Desde el inicio de los ataques provenientes de Irán, se han registrado al menos 89 heridos leves en Israel, según informes oficiales. Entre los incidentes más destacados se encuentra un joven de 16 años que sufrió heridas por metralla en Kfar Qasim, así como un hombre de 53 años que resultó lesionado tras caer de una altura como consecuencia de un impacto en Tirat Carmel. Otro caso notable es el de un adulto de aproximadamente 50 años que fue afectado por la onda expansiva de una explosión en Hajajrem.
La mayoría de las personas atendidas presentan lesiones menores, en su mayoría producto de la ansiedad y el pánico generados por las alarmas de ataque aéreo, así como por las apresuradas carreras hacia los refugios. Hasta el momento, se han contabilizado más de 200 proyectiles lanzados desde Irán, en respuesta a un reciente ataque conjunto de Estados Unidos e Israel contra instalaciones estratégicas en el país persa. Esta situación ha desatado momentos de terror colectivo, que han derivado en caídas y episodios de descompensación nerviosa entre la población.

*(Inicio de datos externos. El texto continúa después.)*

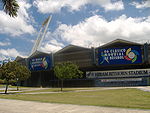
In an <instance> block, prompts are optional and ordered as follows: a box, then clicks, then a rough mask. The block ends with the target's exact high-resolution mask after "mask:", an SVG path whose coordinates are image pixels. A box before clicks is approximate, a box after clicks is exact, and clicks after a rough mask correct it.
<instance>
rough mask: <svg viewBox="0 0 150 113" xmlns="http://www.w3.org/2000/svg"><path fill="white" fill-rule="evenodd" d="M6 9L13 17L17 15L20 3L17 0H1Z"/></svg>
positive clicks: (4, 8)
mask: <svg viewBox="0 0 150 113" xmlns="http://www.w3.org/2000/svg"><path fill="white" fill-rule="evenodd" d="M1 1H2V3H3V9H4V11H5V12H6V13H7V14H9V15H10V16H12V17H16V16H17V12H18V9H19V5H18V3H17V1H16V0H1Z"/></svg>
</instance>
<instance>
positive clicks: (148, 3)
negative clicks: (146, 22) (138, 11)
mask: <svg viewBox="0 0 150 113" xmlns="http://www.w3.org/2000/svg"><path fill="white" fill-rule="evenodd" d="M131 5H133V6H135V7H136V8H137V9H141V8H148V7H150V1H149V0H147V1H143V2H142V3H138V2H132V3H131Z"/></svg>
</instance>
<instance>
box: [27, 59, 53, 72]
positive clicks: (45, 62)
mask: <svg viewBox="0 0 150 113" xmlns="http://www.w3.org/2000/svg"><path fill="white" fill-rule="evenodd" d="M51 67H52V58H51V57H50V56H44V57H37V58H32V59H30V60H29V69H30V70H31V71H40V70H48V69H50V68H51Z"/></svg>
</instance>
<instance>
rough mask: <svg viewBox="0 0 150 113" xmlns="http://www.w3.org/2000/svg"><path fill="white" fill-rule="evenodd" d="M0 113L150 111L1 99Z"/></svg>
mask: <svg viewBox="0 0 150 113" xmlns="http://www.w3.org/2000/svg"><path fill="white" fill-rule="evenodd" d="M0 113H150V110H138V109H121V108H110V107H96V106H80V105H70V104H52V103H40V102H31V101H21V100H8V99H0Z"/></svg>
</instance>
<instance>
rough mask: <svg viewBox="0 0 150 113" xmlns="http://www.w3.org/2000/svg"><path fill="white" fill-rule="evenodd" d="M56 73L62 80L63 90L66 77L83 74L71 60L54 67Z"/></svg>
mask: <svg viewBox="0 0 150 113" xmlns="http://www.w3.org/2000/svg"><path fill="white" fill-rule="evenodd" d="M54 73H55V75H56V77H58V79H60V80H61V91H62V88H63V81H64V80H65V79H72V78H80V77H82V74H83V72H82V71H80V70H79V67H78V66H77V65H75V64H73V63H71V62H64V63H59V64H56V65H55V67H54Z"/></svg>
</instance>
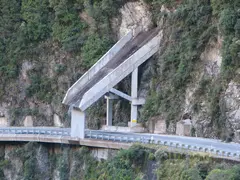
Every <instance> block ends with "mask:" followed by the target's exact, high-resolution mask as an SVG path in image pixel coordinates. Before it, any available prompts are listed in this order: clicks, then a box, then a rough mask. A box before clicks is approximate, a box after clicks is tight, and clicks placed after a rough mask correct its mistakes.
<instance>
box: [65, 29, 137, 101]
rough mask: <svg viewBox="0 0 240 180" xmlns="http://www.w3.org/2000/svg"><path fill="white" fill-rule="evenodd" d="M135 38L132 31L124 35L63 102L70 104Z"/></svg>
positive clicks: (80, 79)
mask: <svg viewBox="0 0 240 180" xmlns="http://www.w3.org/2000/svg"><path fill="white" fill-rule="evenodd" d="M132 38H133V34H132V32H129V33H128V34H127V35H125V36H124V37H122V38H121V39H120V40H119V41H118V42H117V43H116V44H115V45H114V46H113V47H112V48H111V49H110V50H109V51H108V52H107V53H106V54H105V55H104V56H103V57H102V58H101V59H99V60H98V61H97V62H96V63H95V64H94V65H93V66H92V67H91V68H90V69H89V70H88V71H87V72H86V73H85V74H84V75H83V76H82V77H81V78H80V79H79V80H78V81H76V82H75V83H74V84H73V85H72V86H71V87H70V88H69V90H68V91H67V94H66V96H65V97H64V100H63V102H62V103H64V104H68V102H69V100H70V99H71V98H73V97H74V95H76V93H77V92H79V91H81V89H82V88H83V87H84V85H85V84H86V83H87V82H88V81H89V80H90V79H91V78H93V76H94V75H96V74H97V73H98V72H99V70H100V69H102V68H103V67H104V66H105V65H106V64H107V63H108V62H109V61H111V60H112V58H113V57H114V56H115V55H116V54H117V53H118V52H119V51H120V50H121V49H122V48H123V47H124V46H125V45H126V44H127V43H128V42H129V41H130V40H131V39H132Z"/></svg>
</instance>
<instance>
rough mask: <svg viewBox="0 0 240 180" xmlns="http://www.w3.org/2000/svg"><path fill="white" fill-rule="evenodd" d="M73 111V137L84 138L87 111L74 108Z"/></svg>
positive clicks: (72, 135) (71, 129) (71, 136)
mask: <svg viewBox="0 0 240 180" xmlns="http://www.w3.org/2000/svg"><path fill="white" fill-rule="evenodd" d="M71 113H72V116H71V137H78V138H81V139H84V135H85V112H83V111H80V110H77V109H74V108H73V109H72V112H71Z"/></svg>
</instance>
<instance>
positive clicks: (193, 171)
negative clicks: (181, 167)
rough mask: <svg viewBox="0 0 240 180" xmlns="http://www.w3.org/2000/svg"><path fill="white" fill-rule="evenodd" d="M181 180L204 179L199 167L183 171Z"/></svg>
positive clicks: (194, 179)
mask: <svg viewBox="0 0 240 180" xmlns="http://www.w3.org/2000/svg"><path fill="white" fill-rule="evenodd" d="M180 180H202V177H201V176H200V173H199V171H198V170H197V169H195V168H190V169H188V170H185V171H183V172H182V174H181V177H180Z"/></svg>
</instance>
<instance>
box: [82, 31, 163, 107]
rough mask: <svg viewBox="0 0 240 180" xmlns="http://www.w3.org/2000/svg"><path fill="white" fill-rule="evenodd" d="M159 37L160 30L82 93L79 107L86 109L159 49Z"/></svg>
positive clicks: (139, 65) (150, 56)
mask: <svg viewBox="0 0 240 180" xmlns="http://www.w3.org/2000/svg"><path fill="white" fill-rule="evenodd" d="M161 39H162V31H161V32H160V33H159V34H158V35H157V36H155V37H154V38H152V39H151V40H150V41H148V42H147V43H146V44H145V45H144V46H143V47H141V48H140V49H139V50H138V51H137V52H135V53H134V54H133V55H131V56H130V57H129V58H128V59H127V60H125V61H124V62H123V63H122V64H120V65H119V66H118V67H117V68H116V69H114V70H113V71H112V72H110V73H109V74H108V75H107V76H105V77H104V78H103V79H101V80H100V81H99V82H98V83H96V84H95V85H94V86H93V87H92V88H91V89H89V90H88V91H87V92H86V93H85V94H84V95H83V98H82V101H81V103H80V105H79V108H80V109H81V110H83V111H84V110H86V109H87V108H88V107H89V106H91V105H92V104H93V103H94V102H96V101H97V100H98V99H99V98H100V97H102V96H103V95H104V94H106V93H107V92H109V91H110V89H112V88H113V87H114V86H115V85H117V84H118V83H119V82H120V81H121V80H122V79H124V78H125V77H126V76H128V75H129V74H130V73H131V72H133V71H134V69H136V68H137V67H138V66H140V65H141V64H142V63H143V62H145V61H146V60H147V59H149V58H150V57H151V56H152V55H153V54H155V53H156V52H157V51H158V49H159V46H160V42H161Z"/></svg>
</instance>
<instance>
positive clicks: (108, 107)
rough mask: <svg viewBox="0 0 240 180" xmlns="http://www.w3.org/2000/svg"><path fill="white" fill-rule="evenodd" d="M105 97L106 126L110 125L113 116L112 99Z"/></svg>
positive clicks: (110, 123) (109, 97) (107, 97)
mask: <svg viewBox="0 0 240 180" xmlns="http://www.w3.org/2000/svg"><path fill="white" fill-rule="evenodd" d="M106 99H107V126H112V117H113V115H112V114H113V100H112V99H111V98H110V97H106Z"/></svg>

El Magen David Adom, servicio de emergencias de Israel, ha intensificado su presencia en las áreas más vulnerables y ha implementado protocolos especiales para atender posibles nuevos lanzamientos de misiles. La escalada de tensiones en la región, evidenciada por los bombardeos recíprocos, ha llevado a un aumento en los recursos destinados a la defensa aérea y a la atención médica, afectando a diversas localidades del país, incluyendo Kfar Qasim, Hajajrem y Tirat Carmel.